Pharma 3.0

L’industrie pharmaceutique, longtemps épargnée des bouleversements qui affectaient d’autres secteurs d’activité plus exposés à l’hyperconcurrence et aux effets de la globalisation, se trouve à son tour obligée de revoir ses business models, son approche de la productivité, ses modes de distribution et sa communication / interaction avec le public.


Pharma 1,2, 3.0

Selon une étude du cabinet Ernst & Young, le modèle dit Pharma 1.0 correspond au modèle d’intégration verticale centré sur les blockbusters, les médicaments vedettes à grosses ventes et gros revenus.

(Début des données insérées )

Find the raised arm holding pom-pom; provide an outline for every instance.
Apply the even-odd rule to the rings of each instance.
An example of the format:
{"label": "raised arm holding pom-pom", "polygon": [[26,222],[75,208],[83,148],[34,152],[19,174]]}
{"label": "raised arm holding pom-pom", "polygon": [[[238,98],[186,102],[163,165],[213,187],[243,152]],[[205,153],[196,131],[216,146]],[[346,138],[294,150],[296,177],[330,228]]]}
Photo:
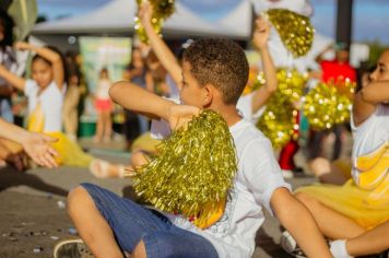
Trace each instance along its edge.
{"label": "raised arm holding pom-pom", "polygon": [[109,95],[127,109],[169,121],[172,129],[181,127],[200,112],[198,107],[177,105],[129,82],[114,83]]}

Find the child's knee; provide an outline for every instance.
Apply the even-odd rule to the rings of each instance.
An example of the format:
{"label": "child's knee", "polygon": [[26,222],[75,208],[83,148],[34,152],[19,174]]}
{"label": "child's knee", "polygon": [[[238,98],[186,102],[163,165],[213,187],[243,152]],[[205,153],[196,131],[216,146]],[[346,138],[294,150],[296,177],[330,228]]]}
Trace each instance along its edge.
{"label": "child's knee", "polygon": [[317,200],[315,198],[305,192],[297,192],[295,194],[295,197],[308,208],[317,203]]}

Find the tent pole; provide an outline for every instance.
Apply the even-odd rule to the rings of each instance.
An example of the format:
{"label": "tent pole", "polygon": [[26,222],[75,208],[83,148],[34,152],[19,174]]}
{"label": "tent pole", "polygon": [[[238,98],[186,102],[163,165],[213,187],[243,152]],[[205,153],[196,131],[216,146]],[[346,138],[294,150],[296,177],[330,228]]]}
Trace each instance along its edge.
{"label": "tent pole", "polygon": [[353,0],[338,0],[337,43],[345,44],[350,50],[352,38]]}

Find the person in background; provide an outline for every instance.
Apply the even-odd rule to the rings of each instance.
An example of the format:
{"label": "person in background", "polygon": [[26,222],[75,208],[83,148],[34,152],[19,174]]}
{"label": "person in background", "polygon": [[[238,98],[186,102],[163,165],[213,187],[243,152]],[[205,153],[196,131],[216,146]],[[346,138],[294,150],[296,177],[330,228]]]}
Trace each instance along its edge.
{"label": "person in background", "polygon": [[96,134],[93,138],[94,142],[109,142],[113,133],[113,102],[109,97],[108,91],[110,87],[110,80],[108,75],[108,70],[103,68],[99,72],[99,79],[97,82],[97,89],[95,93],[95,106],[97,110],[97,125]]}
{"label": "person in background", "polygon": [[[15,72],[17,68],[13,45],[13,26],[14,22],[5,11],[0,8],[0,64],[5,69]],[[9,122],[13,122],[11,95],[12,85],[0,77],[0,117]]]}
{"label": "person in background", "polygon": [[[148,69],[140,48],[134,47],[131,52],[131,62],[122,73],[122,79],[130,81],[141,87],[150,87],[146,83]],[[150,80],[149,80],[150,81]],[[141,130],[148,130],[149,119],[137,115],[131,110],[125,110],[125,134],[127,140],[127,150],[130,150],[134,139],[141,134]]]}
{"label": "person in background", "polygon": [[[335,50],[335,58],[332,60],[325,60],[325,55],[330,50]],[[345,81],[356,82],[356,70],[349,62],[350,54],[347,47],[343,43],[337,44],[334,47],[329,46],[321,51],[316,61],[320,64],[320,71],[313,71],[309,75],[318,79],[323,83],[342,84]],[[335,141],[332,151],[332,161],[340,157],[342,151],[342,132],[343,126],[335,125],[331,131],[334,133]],[[315,159],[322,155],[322,141],[328,136],[328,131],[313,131],[311,140],[309,141],[309,160],[315,162]]]}
{"label": "person in background", "polygon": [[33,159],[33,161],[38,165],[49,168],[58,166],[57,162],[55,161],[55,156],[57,156],[58,153],[54,148],[50,146],[50,143],[56,142],[57,139],[42,133],[26,131],[23,128],[9,124],[1,118],[0,128],[0,161],[11,161],[16,169],[21,171],[23,168],[23,161],[16,157],[20,154],[13,153],[9,149],[3,149],[4,145],[7,148],[9,144],[7,142],[7,140],[9,140],[21,144],[28,156]]}
{"label": "person in background", "polygon": [[76,141],[76,131],[79,127],[79,104],[80,104],[80,75],[76,71],[69,73],[68,90],[63,101],[63,128],[64,133],[72,141]]}
{"label": "person in background", "polygon": [[[354,97],[352,178],[342,186],[318,185],[296,190],[297,199],[310,210],[323,235],[333,241],[331,251],[335,258],[389,249],[388,49],[369,80]],[[376,155],[377,150],[384,153]],[[380,168],[375,169],[378,164]]]}

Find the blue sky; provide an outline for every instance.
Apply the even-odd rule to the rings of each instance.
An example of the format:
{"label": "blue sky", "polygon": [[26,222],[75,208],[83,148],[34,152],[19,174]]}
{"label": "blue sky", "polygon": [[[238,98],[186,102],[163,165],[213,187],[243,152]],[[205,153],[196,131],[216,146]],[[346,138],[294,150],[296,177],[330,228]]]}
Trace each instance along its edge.
{"label": "blue sky", "polygon": [[[48,19],[85,13],[108,1],[110,0],[37,0],[39,13]],[[228,13],[240,0],[176,1],[180,1],[204,19],[214,21]],[[315,8],[311,21],[316,30],[334,36],[337,0],[311,0],[311,3]],[[353,21],[354,40],[379,40],[389,45],[389,0],[354,0]]]}

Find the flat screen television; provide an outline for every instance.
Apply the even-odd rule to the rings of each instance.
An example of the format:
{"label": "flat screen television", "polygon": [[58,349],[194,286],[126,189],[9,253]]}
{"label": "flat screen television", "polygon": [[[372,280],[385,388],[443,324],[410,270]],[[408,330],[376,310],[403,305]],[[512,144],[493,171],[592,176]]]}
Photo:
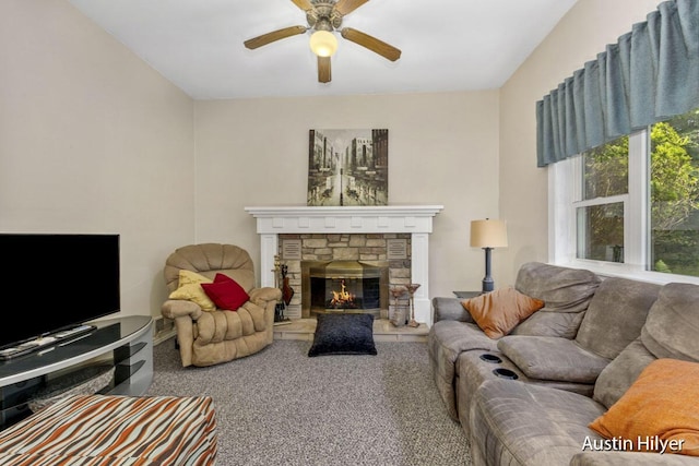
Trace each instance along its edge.
{"label": "flat screen television", "polygon": [[0,348],[120,310],[119,235],[5,232],[0,258]]}

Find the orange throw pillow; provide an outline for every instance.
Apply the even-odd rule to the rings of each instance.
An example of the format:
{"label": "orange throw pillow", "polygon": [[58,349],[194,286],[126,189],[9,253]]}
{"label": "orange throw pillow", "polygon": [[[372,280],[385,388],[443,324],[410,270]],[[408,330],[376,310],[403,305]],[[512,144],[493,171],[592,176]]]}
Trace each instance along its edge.
{"label": "orange throw pillow", "polygon": [[699,362],[654,360],[589,427],[627,450],[699,456]]}
{"label": "orange throw pillow", "polygon": [[464,299],[461,304],[487,336],[497,339],[542,309],[544,301],[509,287]]}

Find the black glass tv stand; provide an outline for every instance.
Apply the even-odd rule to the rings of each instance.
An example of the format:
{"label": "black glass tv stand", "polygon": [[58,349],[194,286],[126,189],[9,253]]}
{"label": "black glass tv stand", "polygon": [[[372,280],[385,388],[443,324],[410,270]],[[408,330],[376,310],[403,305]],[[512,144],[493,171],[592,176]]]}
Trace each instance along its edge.
{"label": "black glass tv stand", "polygon": [[127,315],[90,322],[94,328],[64,335],[40,350],[0,360],[0,429],[32,411],[33,399],[52,392],[63,375],[95,363],[114,368],[114,377],[98,393],[144,395],[153,380],[153,319]]}
{"label": "black glass tv stand", "polygon": [[56,346],[69,345],[71,342],[74,342],[75,338],[84,338],[95,330],[97,330],[95,325],[75,325],[38,338],[27,339],[16,345],[5,346],[0,349],[0,360],[16,358],[28,355],[29,353],[51,351]]}

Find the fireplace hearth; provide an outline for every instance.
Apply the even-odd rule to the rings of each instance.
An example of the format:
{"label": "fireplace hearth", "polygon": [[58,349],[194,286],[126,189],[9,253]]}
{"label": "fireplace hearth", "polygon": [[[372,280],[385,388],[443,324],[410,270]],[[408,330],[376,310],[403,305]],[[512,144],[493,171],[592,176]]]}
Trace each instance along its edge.
{"label": "fireplace hearth", "polygon": [[388,309],[386,261],[301,261],[303,308],[310,314],[370,313]]}

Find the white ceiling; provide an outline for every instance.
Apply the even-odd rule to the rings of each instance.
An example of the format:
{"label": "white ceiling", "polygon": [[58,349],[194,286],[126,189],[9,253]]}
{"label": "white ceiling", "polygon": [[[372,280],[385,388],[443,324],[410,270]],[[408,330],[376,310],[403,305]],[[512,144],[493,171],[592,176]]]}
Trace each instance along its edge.
{"label": "white ceiling", "polygon": [[577,0],[372,0],[353,27],[402,50],[391,62],[339,37],[318,83],[308,33],[256,50],[244,40],[306,26],[291,0],[69,0],[196,99],[498,88]]}

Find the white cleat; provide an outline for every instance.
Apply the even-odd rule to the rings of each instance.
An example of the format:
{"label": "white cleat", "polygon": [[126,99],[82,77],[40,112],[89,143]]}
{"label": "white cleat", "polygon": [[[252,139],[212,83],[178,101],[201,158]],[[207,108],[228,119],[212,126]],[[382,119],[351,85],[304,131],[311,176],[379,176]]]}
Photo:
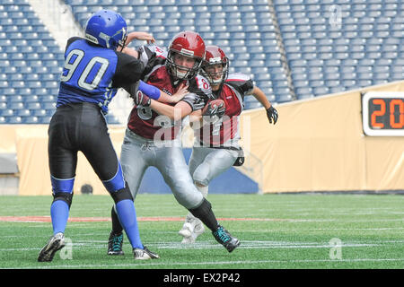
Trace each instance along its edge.
{"label": "white cleat", "polygon": [[183,237],[181,241],[182,244],[192,244],[195,243],[197,238],[204,232],[204,224],[198,221],[196,225],[189,222],[185,222],[182,230],[180,230],[178,233]]}
{"label": "white cleat", "polygon": [[133,255],[136,260],[148,260],[148,259],[158,259],[160,257],[157,253],[152,252],[145,246],[144,249],[134,248]]}
{"label": "white cleat", "polygon": [[43,247],[38,256],[39,262],[51,262],[57,250],[65,247],[65,235],[61,232],[55,234]]}

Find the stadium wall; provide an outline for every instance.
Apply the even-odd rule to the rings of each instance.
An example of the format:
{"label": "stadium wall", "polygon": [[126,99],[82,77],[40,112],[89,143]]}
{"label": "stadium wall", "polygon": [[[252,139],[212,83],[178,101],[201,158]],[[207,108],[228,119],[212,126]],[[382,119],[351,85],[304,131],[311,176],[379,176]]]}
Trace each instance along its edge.
{"label": "stadium wall", "polygon": [[[263,109],[245,111],[242,144],[263,162],[263,178],[250,175],[262,181],[262,192],[404,190],[404,137],[364,135],[361,92],[368,91],[402,91],[404,81],[278,105],[276,126]],[[119,154],[124,130],[110,126]],[[17,154],[19,195],[50,194],[47,131],[47,125],[0,126],[0,152]],[[248,170],[252,161],[246,154]],[[80,152],[75,193],[84,184],[93,194],[107,194]]]}
{"label": "stadium wall", "polygon": [[404,82],[281,104],[276,126],[263,109],[244,112],[263,192],[404,190],[404,137],[364,135],[361,92],[370,91],[403,91]]}

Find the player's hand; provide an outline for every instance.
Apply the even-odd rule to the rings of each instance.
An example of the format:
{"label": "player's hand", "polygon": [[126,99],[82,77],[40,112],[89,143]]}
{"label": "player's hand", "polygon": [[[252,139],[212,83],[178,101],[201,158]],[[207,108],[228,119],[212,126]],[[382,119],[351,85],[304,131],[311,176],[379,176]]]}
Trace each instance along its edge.
{"label": "player's hand", "polygon": [[152,102],[152,100],[150,100],[147,95],[144,94],[142,91],[136,91],[134,100],[136,106],[149,107]]}
{"label": "player's hand", "polygon": [[130,32],[127,35],[127,39],[130,40],[133,40],[135,39],[138,39],[138,40],[145,40],[145,41],[147,41],[147,44],[155,43],[154,37],[153,37],[152,34],[149,34],[147,32],[142,32],[142,31]]}
{"label": "player's hand", "polygon": [[177,103],[181,100],[186,94],[188,94],[188,85],[186,83],[181,83],[177,92],[170,97],[171,103]]}
{"label": "player's hand", "polygon": [[267,117],[269,120],[269,124],[272,124],[272,121],[274,122],[274,125],[277,122],[277,110],[270,106],[268,109],[267,109]]}

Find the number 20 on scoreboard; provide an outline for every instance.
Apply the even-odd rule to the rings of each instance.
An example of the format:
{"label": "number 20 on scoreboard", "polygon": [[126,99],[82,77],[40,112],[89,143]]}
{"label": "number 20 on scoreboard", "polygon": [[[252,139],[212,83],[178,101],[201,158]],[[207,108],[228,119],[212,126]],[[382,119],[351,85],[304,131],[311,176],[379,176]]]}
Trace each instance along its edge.
{"label": "number 20 on scoreboard", "polygon": [[362,119],[366,135],[404,136],[404,92],[366,92],[362,97]]}

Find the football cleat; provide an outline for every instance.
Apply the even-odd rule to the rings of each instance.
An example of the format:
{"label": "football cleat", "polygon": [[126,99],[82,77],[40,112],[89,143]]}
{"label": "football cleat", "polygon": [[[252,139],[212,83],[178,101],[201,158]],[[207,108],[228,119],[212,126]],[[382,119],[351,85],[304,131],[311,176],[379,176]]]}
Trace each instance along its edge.
{"label": "football cleat", "polygon": [[124,255],[122,251],[123,234],[115,234],[110,231],[108,239],[108,255]]}
{"label": "football cleat", "polygon": [[62,232],[55,234],[40,250],[38,262],[51,262],[57,251],[63,248],[65,244],[65,235]]}
{"label": "football cleat", "polygon": [[240,240],[233,237],[221,225],[218,226],[217,230],[212,231],[212,234],[216,241],[222,244],[229,252],[232,252],[240,245]]}
{"label": "football cleat", "polygon": [[184,239],[182,244],[195,243],[197,238],[204,233],[205,227],[200,221],[194,221],[192,222],[185,222],[182,229],[178,232]]}
{"label": "football cleat", "polygon": [[133,248],[133,255],[136,260],[148,260],[148,259],[158,259],[160,257],[149,249],[145,246],[144,248]]}

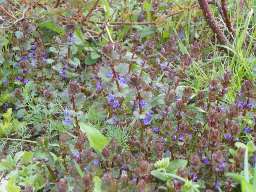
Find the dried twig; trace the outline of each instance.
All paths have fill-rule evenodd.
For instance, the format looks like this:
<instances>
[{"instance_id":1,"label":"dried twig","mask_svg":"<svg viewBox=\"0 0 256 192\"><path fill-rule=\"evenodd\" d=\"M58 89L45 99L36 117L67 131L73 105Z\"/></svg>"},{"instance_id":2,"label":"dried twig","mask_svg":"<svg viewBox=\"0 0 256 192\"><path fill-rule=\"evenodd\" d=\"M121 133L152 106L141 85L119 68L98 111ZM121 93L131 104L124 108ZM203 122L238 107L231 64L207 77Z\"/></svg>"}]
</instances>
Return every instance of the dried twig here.
<instances>
[{"instance_id":1,"label":"dried twig","mask_svg":"<svg viewBox=\"0 0 256 192\"><path fill-rule=\"evenodd\" d=\"M233 32L233 29L232 28L232 24L231 24L229 18L228 17L228 10L227 10L227 5L226 3L226 0L221 0L221 7L223 10L223 14L225 17L225 20L226 22L226 24L229 32L231 33L233 36L234 36L234 33Z\"/></svg>"},{"instance_id":2,"label":"dried twig","mask_svg":"<svg viewBox=\"0 0 256 192\"><path fill-rule=\"evenodd\" d=\"M228 46L228 40L221 31L218 24L214 19L212 14L210 10L207 0L198 0L200 7L206 19L206 22L215 34L216 34L217 39L220 43L222 45ZM227 50L225 49L227 53Z\"/></svg>"},{"instance_id":3,"label":"dried twig","mask_svg":"<svg viewBox=\"0 0 256 192\"><path fill-rule=\"evenodd\" d=\"M92 13L92 12L93 11L93 10L95 8L95 7L96 7L98 5L98 3L99 2L99 1L100 1L100 0L97 0L96 2L95 2L94 5L93 6L92 8L92 9L91 9L91 10L90 10L89 11L89 12L88 12L88 13L85 16L85 17L84 18L83 18L83 20L82 20L82 23L84 23L84 22L86 20L86 19L87 19L87 18L89 17L89 16L90 16L90 15L91 15L91 14Z\"/></svg>"}]
</instances>

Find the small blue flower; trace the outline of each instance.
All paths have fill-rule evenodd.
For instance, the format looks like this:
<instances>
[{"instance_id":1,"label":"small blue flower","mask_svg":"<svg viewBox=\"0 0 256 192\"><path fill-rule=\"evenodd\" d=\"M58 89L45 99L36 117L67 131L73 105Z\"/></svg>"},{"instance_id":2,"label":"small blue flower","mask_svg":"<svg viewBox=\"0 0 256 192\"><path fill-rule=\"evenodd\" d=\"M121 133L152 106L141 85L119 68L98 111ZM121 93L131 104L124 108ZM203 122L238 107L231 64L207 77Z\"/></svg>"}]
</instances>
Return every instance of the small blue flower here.
<instances>
[{"instance_id":1,"label":"small blue flower","mask_svg":"<svg viewBox=\"0 0 256 192\"><path fill-rule=\"evenodd\" d=\"M209 163L209 161L207 159L203 161L203 163L205 165L209 165L210 164Z\"/></svg>"},{"instance_id":2,"label":"small blue flower","mask_svg":"<svg viewBox=\"0 0 256 192\"><path fill-rule=\"evenodd\" d=\"M252 107L252 103L250 101L249 101L249 102L248 103L248 104L246 106L248 108L250 108Z\"/></svg>"},{"instance_id":3,"label":"small blue flower","mask_svg":"<svg viewBox=\"0 0 256 192\"><path fill-rule=\"evenodd\" d=\"M96 165L97 165L99 164L99 160L97 159L95 159L93 161L93 164Z\"/></svg>"},{"instance_id":4,"label":"small blue flower","mask_svg":"<svg viewBox=\"0 0 256 192\"><path fill-rule=\"evenodd\" d=\"M110 71L109 73L107 73L107 76L111 78L113 78L113 73L112 71Z\"/></svg>"},{"instance_id":5,"label":"small blue flower","mask_svg":"<svg viewBox=\"0 0 256 192\"><path fill-rule=\"evenodd\" d=\"M28 60L28 57L26 56L24 56L24 57L23 57L23 58L22 59L22 61L26 61Z\"/></svg>"},{"instance_id":6,"label":"small blue flower","mask_svg":"<svg viewBox=\"0 0 256 192\"><path fill-rule=\"evenodd\" d=\"M78 151L77 151L76 152L76 153L74 155L74 157L76 158L77 159L79 159L79 157L80 157L80 155L79 155L79 153L78 152Z\"/></svg>"},{"instance_id":7,"label":"small blue flower","mask_svg":"<svg viewBox=\"0 0 256 192\"><path fill-rule=\"evenodd\" d=\"M216 191L219 190L219 188L218 188L218 187L220 187L220 184L218 183L215 183L215 190Z\"/></svg>"},{"instance_id":8,"label":"small blue flower","mask_svg":"<svg viewBox=\"0 0 256 192\"><path fill-rule=\"evenodd\" d=\"M197 181L197 176L196 174L194 174L194 175L193 175L193 178L192 179L194 181Z\"/></svg>"},{"instance_id":9,"label":"small blue flower","mask_svg":"<svg viewBox=\"0 0 256 192\"><path fill-rule=\"evenodd\" d=\"M232 137L229 134L227 135L225 137L225 138L227 139L228 139L228 140L231 140L232 139Z\"/></svg>"},{"instance_id":10,"label":"small blue flower","mask_svg":"<svg viewBox=\"0 0 256 192\"><path fill-rule=\"evenodd\" d=\"M114 101L113 102L113 107L114 108L116 108L117 106L120 106L120 104L118 103L118 102L119 101L118 100Z\"/></svg>"},{"instance_id":11,"label":"small blue flower","mask_svg":"<svg viewBox=\"0 0 256 192\"><path fill-rule=\"evenodd\" d=\"M100 83L98 81L97 81L97 82L96 82L96 83L97 83L97 87L98 90L99 91L100 91L102 89L102 87L100 85Z\"/></svg>"},{"instance_id":12,"label":"small blue flower","mask_svg":"<svg viewBox=\"0 0 256 192\"><path fill-rule=\"evenodd\" d=\"M156 127L153 129L153 132L156 133L158 133L159 131L158 127Z\"/></svg>"},{"instance_id":13,"label":"small blue flower","mask_svg":"<svg viewBox=\"0 0 256 192\"><path fill-rule=\"evenodd\" d=\"M122 76L119 76L119 79L120 80L120 83L121 84L126 84L127 83L126 81L126 79Z\"/></svg>"},{"instance_id":14,"label":"small blue flower","mask_svg":"<svg viewBox=\"0 0 256 192\"><path fill-rule=\"evenodd\" d=\"M24 79L24 84L27 84L29 82L29 81L28 79Z\"/></svg>"},{"instance_id":15,"label":"small blue flower","mask_svg":"<svg viewBox=\"0 0 256 192\"><path fill-rule=\"evenodd\" d=\"M35 52L32 52L29 53L29 56L33 58L35 58L35 56L34 56L34 54L35 54Z\"/></svg>"},{"instance_id":16,"label":"small blue flower","mask_svg":"<svg viewBox=\"0 0 256 192\"><path fill-rule=\"evenodd\" d=\"M65 121L64 121L64 122L65 123L67 124L70 122L71 122L71 119L70 117L66 117L65 118Z\"/></svg>"},{"instance_id":17,"label":"small blue flower","mask_svg":"<svg viewBox=\"0 0 256 192\"><path fill-rule=\"evenodd\" d=\"M64 110L64 114L63 114L63 115L66 115L67 114L68 114L68 113L69 113L70 111L70 110L69 109L65 109L65 110Z\"/></svg>"}]
</instances>

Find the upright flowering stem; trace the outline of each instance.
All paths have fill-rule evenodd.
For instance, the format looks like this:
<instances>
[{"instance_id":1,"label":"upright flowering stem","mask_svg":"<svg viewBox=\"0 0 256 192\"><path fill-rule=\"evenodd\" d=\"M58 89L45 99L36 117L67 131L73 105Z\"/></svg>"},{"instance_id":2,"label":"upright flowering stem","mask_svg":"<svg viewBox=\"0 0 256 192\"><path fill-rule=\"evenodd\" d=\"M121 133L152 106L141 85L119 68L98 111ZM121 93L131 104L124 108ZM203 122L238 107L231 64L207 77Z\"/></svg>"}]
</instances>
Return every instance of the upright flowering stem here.
<instances>
[{"instance_id":1,"label":"upright flowering stem","mask_svg":"<svg viewBox=\"0 0 256 192\"><path fill-rule=\"evenodd\" d=\"M114 77L115 77L115 81L116 81L116 83L117 84L117 90L118 92L121 93L121 89L120 89L120 86L119 86L119 83L118 82L118 80L117 80L117 75L116 74L116 71L115 71L115 69L114 69L113 66L112 68L112 71L113 72L113 75L114 76Z\"/></svg>"},{"instance_id":2,"label":"upright flowering stem","mask_svg":"<svg viewBox=\"0 0 256 192\"><path fill-rule=\"evenodd\" d=\"M73 106L73 110L75 111L76 113L77 112L76 108L75 106L75 98L74 97L72 97L72 104ZM80 135L79 133L79 126L78 125L78 120L77 119L77 116L76 116L75 117L75 126L76 128L76 132L77 133L77 136L79 137Z\"/></svg>"}]
</instances>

Le modèle Pharma 2.0 est celui des laboratoires qui ont diversifié leur portefeuille d’activités en incorporant les médicaments génériques, les vaccins, des produits destinés à la santé animale, etc. et étendu leurs marchés aux pays émergents. Pharma 2.0 porte également des changements concernant la productivité et la performance financière au travers notamment de réorientations ou focalisations sur la « recherche de thérapies plus ciblées, la mise en place d’unités de R&D plus autonomes et plus souples, le développement de partenariats avec des sociétés de biotechnologie et des universités et l’externalisation de nombreuses fonctions ».

Alors même que les laboratoires pharmaceutiques continuent à mettre en œuvre des stratégies pour rester dans la course du modèle Pharma 2.0, leurs efforts pourraient bien être dépassés par un écosystème Pharma 3.0, où évoluent aux côtés des entreprises pharmaceutiques, des sociétés venant d’autres secteurs et des consommateurs de plus en plus avisés.
Source: http://www.ey.com/FR/fr/Industries/Life-Sciences/Progressions—Pharma-3

Pharma 3.0 (terminologie introduite par Ernst & Young) est une orientation stratégique pour les acteurs du secteur qui :

  • se focalise sur les patients, les consommateurs
  • engage des partenariats avec des acteurs non traditionnels du secteur
  • prend en compte les technologies et potentialités des applications mobiles

Pharma 3.0 n’est plus une affaire de seuls « pharmaciens » traditionnels car le public devient une partie prenante active au travers des réseaux sociaux, plus exigeante du fait de sa meilleure information et du sens critique partagé sur les réseaux.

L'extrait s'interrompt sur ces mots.